É esse o peso que o México leva para a prova, e pesa mais do que qualquer sorteio, porque é psicológico antes de ser táctico. Uma equipa que perdeu o mesmo jogo tantas vezes não o encara como um desafio novo. Encara-o como uma casa assombrada onde tem de voltar a entrar.

A prenda do anfitrião, e a armadilha

E agora, pela terceira vez na sua história e pela terceira vez no seu próprio solo, o México é o organizador, a primeira nação a acolher ou coacolher três Mundiais masculinos. A honra é imensa. A pressão que vem com ela é a história toda. O México abre o torneio inteiro, o primeiríssimo jogo, no Estadio Azteca, a catedral onde já moram os dois grandes momentos do seu passado no futebol. E calhou-lhe o grupo mais benevolente que um anfitrião podia sonhar: primeiro a África do Sul, depois a Coreia do Sul, a seguir a Chéquia. Nada nesses três jogos deveria preocupar uma equipa deste nível.

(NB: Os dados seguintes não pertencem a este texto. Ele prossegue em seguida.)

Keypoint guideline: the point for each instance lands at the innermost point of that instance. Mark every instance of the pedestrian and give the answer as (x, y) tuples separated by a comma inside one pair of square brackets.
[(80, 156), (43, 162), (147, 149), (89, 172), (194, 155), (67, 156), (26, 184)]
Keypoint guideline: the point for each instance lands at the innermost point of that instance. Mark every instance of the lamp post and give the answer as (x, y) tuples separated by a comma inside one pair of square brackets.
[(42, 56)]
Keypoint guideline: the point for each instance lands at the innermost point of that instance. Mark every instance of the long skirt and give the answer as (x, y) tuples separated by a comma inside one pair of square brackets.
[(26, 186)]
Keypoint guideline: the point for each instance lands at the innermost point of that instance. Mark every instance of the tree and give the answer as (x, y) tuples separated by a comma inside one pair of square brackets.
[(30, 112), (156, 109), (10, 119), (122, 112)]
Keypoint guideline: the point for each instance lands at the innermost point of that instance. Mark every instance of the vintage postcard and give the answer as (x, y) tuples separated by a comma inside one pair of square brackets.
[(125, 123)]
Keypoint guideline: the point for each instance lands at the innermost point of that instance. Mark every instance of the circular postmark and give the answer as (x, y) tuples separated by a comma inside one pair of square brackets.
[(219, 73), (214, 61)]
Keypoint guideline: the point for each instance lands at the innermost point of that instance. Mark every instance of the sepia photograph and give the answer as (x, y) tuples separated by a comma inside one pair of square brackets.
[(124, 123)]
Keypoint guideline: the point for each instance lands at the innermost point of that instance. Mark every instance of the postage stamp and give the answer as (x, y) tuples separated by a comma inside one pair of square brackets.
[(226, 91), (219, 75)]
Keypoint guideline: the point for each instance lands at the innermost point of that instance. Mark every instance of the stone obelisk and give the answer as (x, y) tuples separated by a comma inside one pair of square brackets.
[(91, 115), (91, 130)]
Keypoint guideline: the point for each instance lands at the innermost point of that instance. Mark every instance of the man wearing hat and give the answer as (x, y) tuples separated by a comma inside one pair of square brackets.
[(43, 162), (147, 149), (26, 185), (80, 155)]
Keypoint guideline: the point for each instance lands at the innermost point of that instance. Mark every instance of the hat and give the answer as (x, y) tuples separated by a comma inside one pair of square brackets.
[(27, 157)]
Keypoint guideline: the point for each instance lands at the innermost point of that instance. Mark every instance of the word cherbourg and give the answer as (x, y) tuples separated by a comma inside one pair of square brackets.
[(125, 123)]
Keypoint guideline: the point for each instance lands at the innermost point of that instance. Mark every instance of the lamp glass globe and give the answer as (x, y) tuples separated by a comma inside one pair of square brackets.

Essa é a prenda. A armadilha é o mesmo objecto visto do outro lado. Quando o grupo é leve, quando o jogo inaugural é teu e o estádio é teu e o barulho é teu, os oitavos deixam de ser meta e passam a ser chão mínimo. Durante trinta anos o México podia cair nessa fase e chamar à prova digna. Neste verão não pode. Com todas as vantagens servidas, o resultado em que sempre se pôde refugiar leria-se, por uma vez, como um fracasso. Tiraram-lhe a rede, e não foi ele quem a tirou.

Aguirre não pestaneja

O homem encarregado de gerir esta contradição é Javier Aguirre, e o mais revelador do seu regresso é que não finge que a contradição não existe. É a terceira passagem do Vasco no comando, e duas dessas eliminações viveu-as ele próprio do banco. Um treinador prudente no seu lugar baixaria a fasquia, falaria em processo, geriria a esperança do país até a deixar suportável. Aguirre fez o contrário. Disse ao México, sem rodeios, que o torneio está ali para ser agarrado, que o caminho à frente é favorável, e aguentou as críticas que vieram por o dizer em voz alta. Ricardo La Volpe pôs em causa o projecto inteiro, o estágio longo e fechado, a confiança de um plano que, para os cépticos, sabia mais a teatro do que a método. Aguirre encaixou como encaixam os veteranos, sem se imutar. Uma equipa que passou quarenta anos a recear em silêncio ficar aquém não precisa de um treinador que partilhe esse receio.

Os homens que têm de o carregar

O plantel que ele envia para essa pressão está construído sobre o familiar, não sobre o medo. Ali está Guillermo Ochoa, um sexto Mundial, um recorde que nenhum mexicano tivera, o guarda-redes tornado elo vivo com cada um daqueles quase. À frente dele surge Edson Álvarez, a âncora à volta da qual toda a equipa se ordena, com Johan Vázquez e César Montes a dar à defesa a dureza que um percurso longo exige. Vázquez, aliás, marcou o único golo de um particular ganho à Austrália, um lembrete de que os golos não têm de vir sempre de quem é pago para os fazer. E quem é pago para os fazer carrega as suas próprias dúvidas: Raúl Jiménez como presença experiente, Santiago Giménez a vir de uma época difícil no clube, Julián Quiñones com os golos que fez em abundância no estrangeiro, Orbelín Pineda como inventiva a partir do meio. O que a equipa tem é forma: um ano invicto, com empates frente a Portugal e à Bélgica que provaram que o Tri sobe ao ringue com os pesos-pesados sem cair.

A pergunta, portanto, não é se o México chega aos oitavos. Chega sempre aos oitavos; é a única coisa com que se pode contar. A pergunta é aquela a que respondeu mal sete vezes seguidas: se esta versão hesita no quinto jogo como hesitaram todas as anteriores. Tudo, neste verão, foi pensado para que a resposta seja outra: o público, o estádio, o arranque suave, o treinador que não baixa os olhos. Entre o México e os quartos que persegue há quarenta anos resta apenas a parte que nenhum sorteio conserta, o sangue-frio de atravessar uma porta que aprendeu, vez após vez, a esperar trancada. É o único torneio em que não haverá mais ninguém a quem culpar se ela ficar fechada.